Observa-se que a ênfase das expectativas está relacionada também às
16
condições de trabalho técnico a partir de melhores estratégias de gestão dos
presídios, destacando o investimento em infraestrutura, capacitação
profissional e ampliação da rede de apoio interinstitucional no campo das
políticas públicas.
Embora a categoria incentivos apresente a menor quantidade de
ocorrências, importa observar que há reconhecimento pelo trabalho técnico
em grupo, sendo que nesta subcategoria houve 4 ocorrências em 4 unidades
prisionais. Importa também observar o reconhecimento da importância da
aplicabilidade do PIR, como um incentivo ao trabalho técnico, com 2
expressões em 2 unidades prisionais.
Outras reflexões podem ser feitas com base nas tabelas de categorias
e subcategorias, contudo, no cenário até aqui comentado, já se vislumbram
núcleos de problemas, apresentando-se como hipóteses-guia para referenciar
a interpretação das falas dos sujeitos da pesquisa na fase seguinte.
Refletindo sobre a sistematização das expressões dos técnicos, sem a
pretensão de abarcar as suas multidimensionalidades, observa-se a presença
de dois aspectos:
a) Um destacado sobrepeso do instituído disciplinar e burocrático,
associado a problemas de gestão, e;
b) Expectativas por melhores condições para propostas instituintes,
com destaque para as dimensões interdisciplinares e intersetoriais.
2.3.Interpretação/reinterpretação das falas dos sujeitos da pesquisa
O eixo de análise principal, a relação contraditória sujeito/instituição,
orienta os comentários sobre as citações das falas dos técnicos. As falas dos
sujeitos da pesquisa mesclam noções identificadas com as categorias
dificuldades, faltas, expectativas e incentivos, às vezes em uma única citação,
e, às vezes, em citações isoladas. Na maioria delas, observa-se a
conjugação entre categorias e subcategorias, tais como expectativas e
sugestões ou proposições para a melhoria das condições de trabalho.

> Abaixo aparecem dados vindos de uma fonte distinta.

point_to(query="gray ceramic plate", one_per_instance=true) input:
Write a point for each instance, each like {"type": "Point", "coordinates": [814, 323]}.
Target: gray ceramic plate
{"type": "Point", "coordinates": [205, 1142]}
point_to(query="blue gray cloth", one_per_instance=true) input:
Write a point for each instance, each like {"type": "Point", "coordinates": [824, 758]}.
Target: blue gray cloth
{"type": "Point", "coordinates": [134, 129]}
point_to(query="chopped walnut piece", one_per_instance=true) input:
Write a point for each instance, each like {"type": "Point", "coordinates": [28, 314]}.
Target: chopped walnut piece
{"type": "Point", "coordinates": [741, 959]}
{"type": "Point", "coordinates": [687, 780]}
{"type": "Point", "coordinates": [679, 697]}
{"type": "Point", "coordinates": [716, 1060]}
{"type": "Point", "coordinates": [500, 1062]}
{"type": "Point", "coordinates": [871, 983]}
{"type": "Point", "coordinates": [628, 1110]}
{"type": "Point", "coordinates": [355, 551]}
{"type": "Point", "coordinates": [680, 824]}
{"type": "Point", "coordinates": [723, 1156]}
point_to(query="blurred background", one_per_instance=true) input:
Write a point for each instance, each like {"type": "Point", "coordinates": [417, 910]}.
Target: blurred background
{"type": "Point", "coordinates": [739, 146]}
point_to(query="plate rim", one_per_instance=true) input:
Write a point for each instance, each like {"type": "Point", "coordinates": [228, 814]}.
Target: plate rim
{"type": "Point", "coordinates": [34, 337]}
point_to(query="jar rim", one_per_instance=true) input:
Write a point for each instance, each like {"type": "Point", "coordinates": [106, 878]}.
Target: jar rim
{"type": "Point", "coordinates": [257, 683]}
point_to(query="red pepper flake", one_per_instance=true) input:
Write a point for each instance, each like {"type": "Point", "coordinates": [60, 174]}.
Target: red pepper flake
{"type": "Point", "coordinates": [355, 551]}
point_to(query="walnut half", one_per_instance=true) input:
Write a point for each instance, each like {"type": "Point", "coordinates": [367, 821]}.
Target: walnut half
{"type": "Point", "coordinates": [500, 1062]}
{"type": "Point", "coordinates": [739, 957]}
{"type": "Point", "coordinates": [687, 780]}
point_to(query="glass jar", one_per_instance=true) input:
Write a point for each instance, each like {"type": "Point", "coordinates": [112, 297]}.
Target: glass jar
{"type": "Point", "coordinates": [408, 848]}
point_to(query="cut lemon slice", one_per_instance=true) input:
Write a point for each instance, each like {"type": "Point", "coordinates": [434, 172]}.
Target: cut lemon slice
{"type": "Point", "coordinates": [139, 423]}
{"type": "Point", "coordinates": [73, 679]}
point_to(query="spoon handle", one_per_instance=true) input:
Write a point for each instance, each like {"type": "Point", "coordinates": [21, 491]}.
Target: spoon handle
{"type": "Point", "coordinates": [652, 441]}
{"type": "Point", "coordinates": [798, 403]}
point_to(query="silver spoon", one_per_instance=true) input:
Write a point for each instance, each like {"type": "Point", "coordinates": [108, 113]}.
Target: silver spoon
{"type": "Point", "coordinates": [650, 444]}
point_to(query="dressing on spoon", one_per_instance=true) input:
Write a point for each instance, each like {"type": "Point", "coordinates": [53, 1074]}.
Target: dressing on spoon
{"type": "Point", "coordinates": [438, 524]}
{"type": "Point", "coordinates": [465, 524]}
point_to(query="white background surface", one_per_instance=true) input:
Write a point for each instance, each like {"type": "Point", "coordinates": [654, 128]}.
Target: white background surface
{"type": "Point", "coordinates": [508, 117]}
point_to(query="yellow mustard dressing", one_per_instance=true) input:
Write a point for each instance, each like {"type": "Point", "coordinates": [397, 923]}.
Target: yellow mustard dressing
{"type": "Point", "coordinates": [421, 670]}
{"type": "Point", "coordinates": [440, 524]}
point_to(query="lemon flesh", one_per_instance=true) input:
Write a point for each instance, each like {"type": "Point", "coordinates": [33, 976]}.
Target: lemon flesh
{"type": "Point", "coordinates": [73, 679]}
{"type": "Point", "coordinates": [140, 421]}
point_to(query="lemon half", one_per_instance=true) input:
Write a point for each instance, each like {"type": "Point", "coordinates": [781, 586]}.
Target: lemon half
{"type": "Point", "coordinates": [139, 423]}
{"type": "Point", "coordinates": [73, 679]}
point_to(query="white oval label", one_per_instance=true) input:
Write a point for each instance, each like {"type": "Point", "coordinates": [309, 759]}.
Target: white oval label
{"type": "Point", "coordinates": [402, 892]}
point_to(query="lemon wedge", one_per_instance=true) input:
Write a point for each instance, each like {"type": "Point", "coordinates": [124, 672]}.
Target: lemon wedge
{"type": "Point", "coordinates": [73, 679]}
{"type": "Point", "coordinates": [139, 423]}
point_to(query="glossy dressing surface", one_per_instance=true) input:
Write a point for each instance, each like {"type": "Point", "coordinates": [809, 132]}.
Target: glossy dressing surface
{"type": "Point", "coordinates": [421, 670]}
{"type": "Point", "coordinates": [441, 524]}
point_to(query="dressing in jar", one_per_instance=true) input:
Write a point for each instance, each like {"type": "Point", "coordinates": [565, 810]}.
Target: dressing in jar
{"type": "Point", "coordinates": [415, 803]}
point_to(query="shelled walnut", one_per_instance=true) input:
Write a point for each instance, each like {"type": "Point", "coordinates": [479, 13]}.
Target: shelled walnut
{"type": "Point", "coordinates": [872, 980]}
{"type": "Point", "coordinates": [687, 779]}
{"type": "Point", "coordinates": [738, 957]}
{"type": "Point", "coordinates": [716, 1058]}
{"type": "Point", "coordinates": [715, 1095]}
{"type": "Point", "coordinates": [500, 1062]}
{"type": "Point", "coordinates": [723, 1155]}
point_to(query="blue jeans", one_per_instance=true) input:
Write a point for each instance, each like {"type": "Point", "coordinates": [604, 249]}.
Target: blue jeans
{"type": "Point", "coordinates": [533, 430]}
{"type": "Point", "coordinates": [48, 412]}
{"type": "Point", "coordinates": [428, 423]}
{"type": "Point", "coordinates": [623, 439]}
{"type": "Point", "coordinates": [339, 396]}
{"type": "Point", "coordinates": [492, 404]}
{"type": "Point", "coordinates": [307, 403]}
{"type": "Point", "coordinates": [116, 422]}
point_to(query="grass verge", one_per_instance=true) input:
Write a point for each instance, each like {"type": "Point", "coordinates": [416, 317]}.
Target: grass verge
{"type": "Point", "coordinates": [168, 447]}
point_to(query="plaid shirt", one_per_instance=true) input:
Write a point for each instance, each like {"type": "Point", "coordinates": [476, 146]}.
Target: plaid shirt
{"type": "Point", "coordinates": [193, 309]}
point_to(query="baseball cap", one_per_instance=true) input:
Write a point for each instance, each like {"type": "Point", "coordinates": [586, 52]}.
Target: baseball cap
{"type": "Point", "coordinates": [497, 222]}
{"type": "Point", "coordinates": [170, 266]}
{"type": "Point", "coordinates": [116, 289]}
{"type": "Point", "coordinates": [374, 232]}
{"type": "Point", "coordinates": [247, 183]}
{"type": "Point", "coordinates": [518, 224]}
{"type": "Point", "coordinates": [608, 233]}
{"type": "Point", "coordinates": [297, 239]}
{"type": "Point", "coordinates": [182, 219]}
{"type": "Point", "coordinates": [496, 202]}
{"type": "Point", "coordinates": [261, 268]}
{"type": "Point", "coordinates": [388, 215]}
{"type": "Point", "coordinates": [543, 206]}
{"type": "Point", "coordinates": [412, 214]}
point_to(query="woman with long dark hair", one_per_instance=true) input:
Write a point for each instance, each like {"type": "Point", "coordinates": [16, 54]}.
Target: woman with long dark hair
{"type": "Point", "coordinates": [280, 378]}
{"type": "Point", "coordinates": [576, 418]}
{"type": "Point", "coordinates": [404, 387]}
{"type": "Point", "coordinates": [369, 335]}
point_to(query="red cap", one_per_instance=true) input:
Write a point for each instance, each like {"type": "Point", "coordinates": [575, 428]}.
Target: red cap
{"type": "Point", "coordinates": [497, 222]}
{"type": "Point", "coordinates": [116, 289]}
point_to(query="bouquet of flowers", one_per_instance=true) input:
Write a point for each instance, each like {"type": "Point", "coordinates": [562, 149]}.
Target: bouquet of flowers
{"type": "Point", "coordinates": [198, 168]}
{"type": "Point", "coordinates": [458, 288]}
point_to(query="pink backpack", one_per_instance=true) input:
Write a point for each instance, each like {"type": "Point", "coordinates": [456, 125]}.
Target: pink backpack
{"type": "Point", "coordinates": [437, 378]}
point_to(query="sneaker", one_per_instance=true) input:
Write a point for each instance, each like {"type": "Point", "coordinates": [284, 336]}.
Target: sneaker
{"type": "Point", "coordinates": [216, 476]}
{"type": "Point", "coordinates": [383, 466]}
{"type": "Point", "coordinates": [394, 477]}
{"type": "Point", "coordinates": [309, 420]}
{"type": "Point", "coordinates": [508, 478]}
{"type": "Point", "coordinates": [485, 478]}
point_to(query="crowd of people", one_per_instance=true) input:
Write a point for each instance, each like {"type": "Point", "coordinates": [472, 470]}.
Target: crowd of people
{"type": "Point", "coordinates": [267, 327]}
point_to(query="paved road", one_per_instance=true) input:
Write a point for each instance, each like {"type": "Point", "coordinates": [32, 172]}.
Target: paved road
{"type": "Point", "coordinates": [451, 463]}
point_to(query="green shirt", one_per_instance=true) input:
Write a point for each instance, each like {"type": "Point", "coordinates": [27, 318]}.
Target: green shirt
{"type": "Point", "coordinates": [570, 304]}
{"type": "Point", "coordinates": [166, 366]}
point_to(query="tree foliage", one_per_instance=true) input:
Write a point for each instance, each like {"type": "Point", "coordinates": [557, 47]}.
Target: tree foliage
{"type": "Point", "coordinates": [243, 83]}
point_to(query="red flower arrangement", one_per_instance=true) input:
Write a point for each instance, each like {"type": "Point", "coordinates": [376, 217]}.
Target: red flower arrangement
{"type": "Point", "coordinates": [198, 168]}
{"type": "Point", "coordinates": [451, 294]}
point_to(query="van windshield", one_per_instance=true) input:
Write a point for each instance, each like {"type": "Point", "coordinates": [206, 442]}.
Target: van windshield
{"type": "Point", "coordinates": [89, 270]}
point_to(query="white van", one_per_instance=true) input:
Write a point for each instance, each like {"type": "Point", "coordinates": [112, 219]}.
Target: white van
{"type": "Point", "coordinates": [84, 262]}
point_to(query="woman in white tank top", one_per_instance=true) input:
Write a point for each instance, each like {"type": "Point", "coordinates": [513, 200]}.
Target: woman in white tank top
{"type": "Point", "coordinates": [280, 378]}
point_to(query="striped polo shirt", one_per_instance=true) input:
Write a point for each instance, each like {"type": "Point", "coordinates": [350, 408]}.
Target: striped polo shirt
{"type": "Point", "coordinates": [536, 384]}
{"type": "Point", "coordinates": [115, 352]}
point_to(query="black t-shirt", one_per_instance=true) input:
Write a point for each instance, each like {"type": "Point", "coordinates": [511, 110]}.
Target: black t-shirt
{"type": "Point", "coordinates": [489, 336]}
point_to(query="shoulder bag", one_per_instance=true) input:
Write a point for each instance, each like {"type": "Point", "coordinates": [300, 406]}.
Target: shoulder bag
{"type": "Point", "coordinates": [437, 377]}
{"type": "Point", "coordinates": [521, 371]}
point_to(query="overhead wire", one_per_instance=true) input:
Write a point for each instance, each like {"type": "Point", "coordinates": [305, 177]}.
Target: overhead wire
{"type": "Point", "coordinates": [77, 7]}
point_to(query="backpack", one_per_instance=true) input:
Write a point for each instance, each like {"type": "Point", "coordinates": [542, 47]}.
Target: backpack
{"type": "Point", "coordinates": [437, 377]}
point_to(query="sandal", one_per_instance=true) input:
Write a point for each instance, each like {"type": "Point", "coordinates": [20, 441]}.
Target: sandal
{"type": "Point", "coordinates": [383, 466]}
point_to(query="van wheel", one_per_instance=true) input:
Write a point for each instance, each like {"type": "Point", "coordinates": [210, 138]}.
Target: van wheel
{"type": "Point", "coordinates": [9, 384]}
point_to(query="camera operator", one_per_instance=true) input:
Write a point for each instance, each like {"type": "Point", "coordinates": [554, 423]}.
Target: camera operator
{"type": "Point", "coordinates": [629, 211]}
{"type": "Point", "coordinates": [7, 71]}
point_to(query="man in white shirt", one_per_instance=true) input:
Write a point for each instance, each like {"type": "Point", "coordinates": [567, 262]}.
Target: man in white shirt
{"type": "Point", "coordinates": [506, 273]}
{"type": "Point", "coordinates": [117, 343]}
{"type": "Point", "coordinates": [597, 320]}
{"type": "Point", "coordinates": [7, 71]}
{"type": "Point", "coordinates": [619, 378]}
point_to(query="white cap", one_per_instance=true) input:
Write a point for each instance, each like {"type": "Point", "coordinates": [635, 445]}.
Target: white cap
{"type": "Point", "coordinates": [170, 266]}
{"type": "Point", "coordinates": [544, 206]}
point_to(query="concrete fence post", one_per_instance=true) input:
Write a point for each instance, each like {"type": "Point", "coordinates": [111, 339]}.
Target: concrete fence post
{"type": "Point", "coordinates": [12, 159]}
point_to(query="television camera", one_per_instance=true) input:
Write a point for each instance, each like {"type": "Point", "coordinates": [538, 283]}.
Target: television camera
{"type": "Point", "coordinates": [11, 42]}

O problema da sobreposição das regras disciplinares e de segurança
aos direitos à assistência é ilustrado a partir de alguns recortes de falas que
17
apontam mais nitidamente a questão, como seguem as citações seguintes:
[...] O sistema penitenciário propriamente dito propõe alcançar três objetivos: punir, intimidar e recuperar. Punir significa castigar a tal ponto que cause temor, obtendo assim do preso um efeito intimidador. Logo, o caráter recuperador torna-se difícil de ser aplicado, dado que a penitenciária tem que atender a estas duas exigências: punição e intimidação [...] ( UP19- P29).
A citação anterior demonstra a percepção do técnico sobre a
contradição entre a institucionalização formal dos objetivos do sistema
penitenciário e a realidade vivida no cotidiano do presídio. O objetivo da
recuperação do indivíduo, à luz da experiência vivida do técnico na instituição,
é subtraído pelos imperativos disciplinares, como cita: punição e intimidação.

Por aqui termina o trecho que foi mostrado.